病気やけがなどで身体が不自由になった人の身体機能を回復させ、社会復帰のサポートする理学療法士の仕事は、具体的にどんなことをするのでしょう?一口に理学療法と言っても、様々な方法があるので、年齢や身体の状態に合わせて治療法を選ばなければいけません。また、心のケアも忘れずに行う必要があります。
理学療法とは?

運動療法
“曲げ伸ばし”“ひねる”などの運動によって、手足や腰などのかたくなった筋肉、関節を動きやすくします。
水治(すいじ)療法
水中では浮力によって、手足が動かしやすくなります。この療法は運動療法の補助として行うことが多いです。
温熱療法
痛みのある部分などは温めることで、血行を促進します。それにより、痛みを和らげることができます。
電気療法
機械を使って低周波、超音波などの刺激を与えることで、筋肉の萎縮(いしゅく)を防いだり、痛みを和らげたりします。
日常生活動作訓練
食事、着替え、排泄、入浴といった日常生活に必要な基本動作を少しでもスムーズにできるよう、訓練・指導を行います。
理学療法が必要な人
理学療法士による訓練が必要なのは、次のような人が挙げられます。
・ 先天性の身体的障がいを持っている人
・ 年齢を重ねたことで身体機能が低下した高齢者
・ 交通事故などで後天性の身体的障がいを負った人
・ 脳血管障がいの後遺症を持つ人
・ スポーツでけがを負ってしまったアスリート
…など
心のケアも重要

理学療法士だけではなく、特に医療・福祉関連の職業ならみんなそうですが、身体的なケアはもちろん、心のケアも仕事の1つに挙げられます。

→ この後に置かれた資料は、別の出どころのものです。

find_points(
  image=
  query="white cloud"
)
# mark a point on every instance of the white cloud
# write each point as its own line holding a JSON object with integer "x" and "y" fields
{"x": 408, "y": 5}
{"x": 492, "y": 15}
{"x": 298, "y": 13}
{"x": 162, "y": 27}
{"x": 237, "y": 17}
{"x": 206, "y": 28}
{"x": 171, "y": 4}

リハビリテーションを必要とする人は、身体を思うように動かすことができないもどかしさから、精神的な不安を抱えている場合が多いため、その部分をケアすることが大切です。
また、訓練の際には苦痛を伴うことも多く、それを和らげる意味でもコミュニケーションを通した心のケアは不可欠なものになります。